US technology company

Trio Mobil is a US-based technology company that develops artificial intelligence and Internet of Things (IoT)-based systems for improving workplace safety and operational efficiency in industrial environments. Founded in 2011, the company is headquartered in Marietta, Georgia, United States, and operates in 65 countries.

== History ==
Trio Mobil was established in 2011 by Nevzat Ataklı and Celal Barış Özdemir. The company initially focused on driving a telematics platform.

In 2017, Trio Mobil completed its first investment round and expanded into the industrial IoT sector. The following year, it launched its first digital industrial IoT platform.

In 2019, Trio Mobil introduced Trio Safe, a location-based safety system developed to help reduce forklift-related accidents in industrial settings. By 2020, the company had expanded into 12 countries. In 2021, it introduced TRUE-AI, an AI-supported real-time video analytics camera, following an investment from venture capital firm 212.

By 2023, the company's customer base had expanded to include multinational corporations such as Coca-Cola, PepsiCo, Nestlé, Unilever, Ford Motor Company, and Mercedes-Benz. That year, Gartner recognized Trio Mobil's forklift safety technology among its "Top Strategic Technology Trends" and included the company as a "Visionary" in the Gartner Magic Quadrant.

In July 2024, Trio Mobil secured $26.5 million in growth financing led by NewSpring Growth, with participation from 212 VC and TIBAS Ventures.

== Operations ==
Trio Mobil provides workplace safety and operational efficiency technologies based on AI and IoT. Its services include forklift safety and collision avoidance systems, forklift fleet management, AI vision insights, loading dock safety systems, lone worker safety systems, real-time location systems (RTLS) and AI-supported vehicle telematics. Products include Trio Safe AI, a forklift and pedestrian safety system using AI and ultra-wideband location detection; TrueAI, a real-time video analytics platform for identifying safety risks in workplaces; and FleetBridge, a platform for managing data from IoT and AI systems related to vehicle usage and safety compliance. Additional offerings include loading dock safety systems, lone worker monitoring, real-time location tracking (RTLS), and AI-supported vehicle telematics.
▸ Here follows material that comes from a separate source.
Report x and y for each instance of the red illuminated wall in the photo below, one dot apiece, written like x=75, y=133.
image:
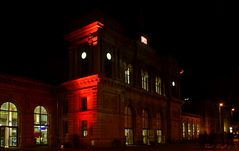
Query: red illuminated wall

The company operates various sectors, including manufacturing, logistics, and automotive, in over 65 countries, with major markets including the United States, United Kingdom, Germany, France, Poland, Italy, Austria, Netherlands, Turkey, and Mexico.

Trio Mobil's clients include multinational companies such as Coca-Cola, Saint-Gobain, PepsiCo, Prysmian Group, Nestlé, Unilever, Ford, Mercedes-Benz, Beko, BSH Hausgeräte, GE Aerospace, Cargill, Goodyear and others.

Trio Mobil is headquartered in Marietta, United States, and has regional offices and sales operations in the United States, United Kingdom, Germany, France, Poland, Netherlands and Turkey. The company employs more than 250 people.

Nevzat Ataklı is CEO, and Celal Barış Özdemir is CTO.